Pada situasi kuyu atas semburan lumpur Blora mengingatkan kita pada peristiwa semburan lumpur Lapoindo di Jatim beberapa tahun berlalu. Jika Lapindo menurut kesimpulan beberapa kajian terjadi atas faktor alam, maka lumpur Blora ini pun lebih dipengaruhi faktor alam (juga).
Untuk itu, peristiwa semburan lumpur yang terjadi di beberapa wilayah sebelumnya dan Blora ini semoga menjadi aktivitas semburan yang terakhir di negeri ini. Peristiwa yang mengayunkan kemuraman ini semestinya juga menjadi momentum kita bersama untuk selalu memberi perhatian kepada alam, mencintai lingkungan dan selalu mengasah kepekaan pada warga sekitar atau terdekat.
Keterpanggilan
Kita mendorong dan menggerakkan, sumburan lumpur panas Blora ini sekurangnya semakin merekatkan dan menggemukkan "pager mangkok," yang jauh lebih bernyawa ketimbang, "pager tembok."
Yang perlu kita pahami, semburan lumpur seperti di Blora ini hendaknya membuat kita semua lebih waspada dan menggiatkan sistem keamanan lingkungan (siskamling). Kita tak ingin peristiwa itu terulang dan tak kita harapkan terbit lagi tangisan, sedu-sedan, apalagi saling menyalahkan.
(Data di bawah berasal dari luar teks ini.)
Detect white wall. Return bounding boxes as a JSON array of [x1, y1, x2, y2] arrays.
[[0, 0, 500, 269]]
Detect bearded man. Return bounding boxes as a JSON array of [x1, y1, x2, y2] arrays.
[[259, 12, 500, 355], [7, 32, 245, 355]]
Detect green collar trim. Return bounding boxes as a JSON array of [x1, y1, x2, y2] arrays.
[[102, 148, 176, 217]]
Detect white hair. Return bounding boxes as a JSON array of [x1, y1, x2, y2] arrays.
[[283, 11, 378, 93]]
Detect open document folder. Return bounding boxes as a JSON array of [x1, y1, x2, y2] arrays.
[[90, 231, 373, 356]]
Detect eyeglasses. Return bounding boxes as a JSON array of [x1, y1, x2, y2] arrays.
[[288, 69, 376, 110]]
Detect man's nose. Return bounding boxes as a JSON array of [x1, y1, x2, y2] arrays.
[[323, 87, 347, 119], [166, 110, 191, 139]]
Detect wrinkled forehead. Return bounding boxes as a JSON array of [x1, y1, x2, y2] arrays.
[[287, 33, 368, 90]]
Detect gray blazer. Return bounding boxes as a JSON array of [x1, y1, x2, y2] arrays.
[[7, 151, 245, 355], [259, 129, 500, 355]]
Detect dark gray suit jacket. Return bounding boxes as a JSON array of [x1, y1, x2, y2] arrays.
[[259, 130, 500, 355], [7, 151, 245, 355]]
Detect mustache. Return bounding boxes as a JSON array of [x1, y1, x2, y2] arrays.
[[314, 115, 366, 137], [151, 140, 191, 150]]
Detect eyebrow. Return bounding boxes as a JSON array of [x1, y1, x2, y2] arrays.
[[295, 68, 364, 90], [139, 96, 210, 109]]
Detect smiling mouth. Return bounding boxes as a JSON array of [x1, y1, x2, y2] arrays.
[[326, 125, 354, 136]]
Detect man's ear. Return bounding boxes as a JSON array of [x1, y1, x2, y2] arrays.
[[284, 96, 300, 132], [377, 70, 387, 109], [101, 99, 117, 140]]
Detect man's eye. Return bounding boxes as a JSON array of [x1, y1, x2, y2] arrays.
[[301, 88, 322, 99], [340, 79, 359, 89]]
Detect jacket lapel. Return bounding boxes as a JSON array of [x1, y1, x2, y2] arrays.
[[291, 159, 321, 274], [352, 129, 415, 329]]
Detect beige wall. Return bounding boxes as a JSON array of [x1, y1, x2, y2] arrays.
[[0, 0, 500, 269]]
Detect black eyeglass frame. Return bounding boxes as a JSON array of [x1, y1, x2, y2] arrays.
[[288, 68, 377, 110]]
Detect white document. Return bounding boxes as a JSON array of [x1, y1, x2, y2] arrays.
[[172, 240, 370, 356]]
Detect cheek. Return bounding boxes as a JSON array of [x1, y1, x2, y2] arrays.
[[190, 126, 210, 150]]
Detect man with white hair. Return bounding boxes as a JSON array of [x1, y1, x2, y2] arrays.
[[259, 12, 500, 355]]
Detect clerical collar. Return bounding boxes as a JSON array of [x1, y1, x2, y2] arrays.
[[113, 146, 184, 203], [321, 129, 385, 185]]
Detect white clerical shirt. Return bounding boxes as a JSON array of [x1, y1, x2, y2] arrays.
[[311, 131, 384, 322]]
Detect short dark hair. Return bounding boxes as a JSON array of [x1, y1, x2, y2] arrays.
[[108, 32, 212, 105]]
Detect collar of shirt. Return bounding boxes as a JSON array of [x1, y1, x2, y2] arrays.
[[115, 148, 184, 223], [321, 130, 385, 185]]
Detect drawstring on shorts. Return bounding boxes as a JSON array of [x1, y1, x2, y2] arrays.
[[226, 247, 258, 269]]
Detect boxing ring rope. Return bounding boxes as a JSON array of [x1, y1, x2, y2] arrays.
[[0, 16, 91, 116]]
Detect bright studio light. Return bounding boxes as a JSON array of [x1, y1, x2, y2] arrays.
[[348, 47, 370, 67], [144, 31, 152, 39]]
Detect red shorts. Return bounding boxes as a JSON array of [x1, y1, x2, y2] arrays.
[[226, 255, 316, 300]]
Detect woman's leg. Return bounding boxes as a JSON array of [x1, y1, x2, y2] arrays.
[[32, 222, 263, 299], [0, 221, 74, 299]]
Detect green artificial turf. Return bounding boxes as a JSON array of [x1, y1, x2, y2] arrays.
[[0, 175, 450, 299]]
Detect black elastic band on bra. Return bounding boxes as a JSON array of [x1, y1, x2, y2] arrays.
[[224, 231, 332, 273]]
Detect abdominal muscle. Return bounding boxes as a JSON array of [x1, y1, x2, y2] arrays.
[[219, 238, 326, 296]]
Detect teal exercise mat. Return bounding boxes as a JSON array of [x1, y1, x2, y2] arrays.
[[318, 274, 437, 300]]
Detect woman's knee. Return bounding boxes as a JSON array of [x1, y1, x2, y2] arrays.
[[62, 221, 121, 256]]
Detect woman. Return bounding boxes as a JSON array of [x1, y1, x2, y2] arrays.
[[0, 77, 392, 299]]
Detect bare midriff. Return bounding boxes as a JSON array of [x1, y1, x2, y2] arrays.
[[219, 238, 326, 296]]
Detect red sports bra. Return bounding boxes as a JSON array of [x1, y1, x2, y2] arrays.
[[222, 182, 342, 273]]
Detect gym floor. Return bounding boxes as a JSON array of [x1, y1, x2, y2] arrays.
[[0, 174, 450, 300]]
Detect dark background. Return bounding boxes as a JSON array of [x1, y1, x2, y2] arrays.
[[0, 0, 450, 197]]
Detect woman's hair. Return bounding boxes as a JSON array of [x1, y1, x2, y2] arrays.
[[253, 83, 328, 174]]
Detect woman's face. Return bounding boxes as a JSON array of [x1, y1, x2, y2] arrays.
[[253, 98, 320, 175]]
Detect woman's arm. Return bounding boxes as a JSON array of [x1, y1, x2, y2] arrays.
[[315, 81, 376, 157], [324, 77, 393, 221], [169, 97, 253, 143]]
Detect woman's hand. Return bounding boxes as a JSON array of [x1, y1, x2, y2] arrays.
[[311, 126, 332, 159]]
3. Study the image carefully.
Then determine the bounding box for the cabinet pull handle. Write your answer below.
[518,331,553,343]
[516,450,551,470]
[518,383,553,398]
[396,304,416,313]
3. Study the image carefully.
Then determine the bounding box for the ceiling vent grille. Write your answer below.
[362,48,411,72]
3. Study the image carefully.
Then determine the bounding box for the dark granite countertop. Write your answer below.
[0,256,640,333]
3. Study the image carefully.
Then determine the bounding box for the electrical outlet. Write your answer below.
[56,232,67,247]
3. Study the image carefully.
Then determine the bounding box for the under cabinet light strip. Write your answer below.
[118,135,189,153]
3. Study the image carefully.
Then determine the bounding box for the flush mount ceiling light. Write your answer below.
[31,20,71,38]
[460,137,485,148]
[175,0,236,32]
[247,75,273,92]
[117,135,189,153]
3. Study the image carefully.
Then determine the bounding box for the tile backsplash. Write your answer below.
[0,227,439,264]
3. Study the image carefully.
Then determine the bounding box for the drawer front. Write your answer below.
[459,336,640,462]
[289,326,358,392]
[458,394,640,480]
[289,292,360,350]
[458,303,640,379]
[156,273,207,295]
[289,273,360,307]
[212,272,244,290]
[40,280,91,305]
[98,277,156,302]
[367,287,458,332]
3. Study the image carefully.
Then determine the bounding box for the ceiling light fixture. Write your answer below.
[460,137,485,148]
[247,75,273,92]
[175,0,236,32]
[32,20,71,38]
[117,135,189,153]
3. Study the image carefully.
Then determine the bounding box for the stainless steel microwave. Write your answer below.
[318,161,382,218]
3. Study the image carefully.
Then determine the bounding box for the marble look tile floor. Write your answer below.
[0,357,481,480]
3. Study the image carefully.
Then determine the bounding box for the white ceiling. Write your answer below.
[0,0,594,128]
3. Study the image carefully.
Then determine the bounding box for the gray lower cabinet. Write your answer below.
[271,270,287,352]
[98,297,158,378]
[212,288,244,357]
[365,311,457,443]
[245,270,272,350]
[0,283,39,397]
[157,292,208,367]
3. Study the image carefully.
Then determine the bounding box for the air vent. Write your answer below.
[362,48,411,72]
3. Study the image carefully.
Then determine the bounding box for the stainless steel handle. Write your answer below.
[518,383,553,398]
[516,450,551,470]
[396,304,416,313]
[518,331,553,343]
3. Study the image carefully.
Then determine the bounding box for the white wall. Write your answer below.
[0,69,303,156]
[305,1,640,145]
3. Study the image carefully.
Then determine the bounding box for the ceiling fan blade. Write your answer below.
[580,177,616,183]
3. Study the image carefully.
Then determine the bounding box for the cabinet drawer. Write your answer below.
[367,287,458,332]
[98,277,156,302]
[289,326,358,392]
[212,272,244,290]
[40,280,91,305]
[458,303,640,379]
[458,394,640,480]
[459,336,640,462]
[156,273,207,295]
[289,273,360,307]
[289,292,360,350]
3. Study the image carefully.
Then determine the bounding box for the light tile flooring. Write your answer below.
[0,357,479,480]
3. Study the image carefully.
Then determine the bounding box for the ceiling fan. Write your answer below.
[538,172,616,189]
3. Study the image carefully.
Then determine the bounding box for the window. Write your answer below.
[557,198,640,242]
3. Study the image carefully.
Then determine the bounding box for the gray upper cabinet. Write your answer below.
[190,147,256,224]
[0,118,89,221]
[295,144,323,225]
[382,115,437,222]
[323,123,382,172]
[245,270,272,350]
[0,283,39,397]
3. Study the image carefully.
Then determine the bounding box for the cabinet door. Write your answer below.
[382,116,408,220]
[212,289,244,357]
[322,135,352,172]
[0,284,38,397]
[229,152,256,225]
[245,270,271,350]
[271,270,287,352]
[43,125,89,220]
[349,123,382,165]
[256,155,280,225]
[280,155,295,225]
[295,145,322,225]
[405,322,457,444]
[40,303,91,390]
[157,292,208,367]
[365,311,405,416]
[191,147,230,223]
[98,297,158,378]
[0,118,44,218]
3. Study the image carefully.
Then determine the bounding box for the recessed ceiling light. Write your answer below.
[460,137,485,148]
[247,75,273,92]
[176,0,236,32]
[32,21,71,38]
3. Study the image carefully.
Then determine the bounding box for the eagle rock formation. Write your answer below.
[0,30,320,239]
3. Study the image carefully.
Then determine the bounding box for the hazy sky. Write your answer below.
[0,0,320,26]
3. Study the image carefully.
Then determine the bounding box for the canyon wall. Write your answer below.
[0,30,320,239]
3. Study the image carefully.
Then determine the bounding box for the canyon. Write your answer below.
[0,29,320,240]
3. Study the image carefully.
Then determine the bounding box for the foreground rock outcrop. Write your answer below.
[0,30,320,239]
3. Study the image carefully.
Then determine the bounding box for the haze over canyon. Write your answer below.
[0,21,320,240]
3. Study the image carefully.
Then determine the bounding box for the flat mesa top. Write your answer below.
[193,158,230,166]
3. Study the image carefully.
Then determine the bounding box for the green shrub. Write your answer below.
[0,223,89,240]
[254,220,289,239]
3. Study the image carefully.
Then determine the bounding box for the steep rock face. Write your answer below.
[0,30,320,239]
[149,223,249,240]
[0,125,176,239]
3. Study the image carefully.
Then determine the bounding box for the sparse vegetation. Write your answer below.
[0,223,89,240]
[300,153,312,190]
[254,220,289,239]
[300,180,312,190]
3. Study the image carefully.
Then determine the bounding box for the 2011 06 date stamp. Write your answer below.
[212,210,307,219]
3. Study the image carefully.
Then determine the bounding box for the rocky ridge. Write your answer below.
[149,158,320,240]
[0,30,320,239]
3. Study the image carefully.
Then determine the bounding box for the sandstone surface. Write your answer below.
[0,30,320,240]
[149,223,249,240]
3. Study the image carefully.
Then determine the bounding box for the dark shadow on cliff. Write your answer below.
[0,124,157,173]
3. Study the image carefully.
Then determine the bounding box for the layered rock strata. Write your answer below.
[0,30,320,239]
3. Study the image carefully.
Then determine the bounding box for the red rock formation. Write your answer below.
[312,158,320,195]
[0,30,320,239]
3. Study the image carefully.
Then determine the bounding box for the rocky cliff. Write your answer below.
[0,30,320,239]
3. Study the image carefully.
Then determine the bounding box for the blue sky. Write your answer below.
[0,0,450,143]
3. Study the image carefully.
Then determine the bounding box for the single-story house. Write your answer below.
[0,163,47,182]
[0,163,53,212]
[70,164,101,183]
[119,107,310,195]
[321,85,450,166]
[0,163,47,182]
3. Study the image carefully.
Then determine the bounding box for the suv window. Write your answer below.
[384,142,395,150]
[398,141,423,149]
Maka, kita harus memahami dan membiasakan diri dengan tatanan hidup baru (new normal), agar bisa berdamai dengan Covid-19 maupun pasca semburan lumpur Blora ini. Bukan berarti virusnya menang dan kita pasrah. Atau bukan berarti kita tak melakukan sesuatu untuk mengubah keadaan selepas lumpur Blora menyembur.
Yang pasti, kita harus berubah, beradaptasi hidup normal tapi dengan standar anti covid dan bebas dari kebencanaan lain, termasuk semburan lumpur. Karena kita semua harus tetap beraktivitas. Petani, guru, pedagang, insinyur, tukang, ojek, penjahit, perawat dan dokter, dll harus bekerja. Siswa harus belajar. Maka dibutuhkan adaptasi dengan meningkatkan standar kualitas hidup.
Kepada asosiasi perantau Blora di mana pun berada, kini Blora memanggil, Blora butuh sentuhan invisible hands untuk bangun dan bangkit dari duka. Juga upaya merawat alam, mengantisipasi bumi dan menghelat semangat.
Kini, bolehlah kita membaca novelnya Pramoedya, "Cerita dari Blora," tapi jangan pernah lupakan Blora. Inilah keterpanggilan kita, Pertiwi memanggil.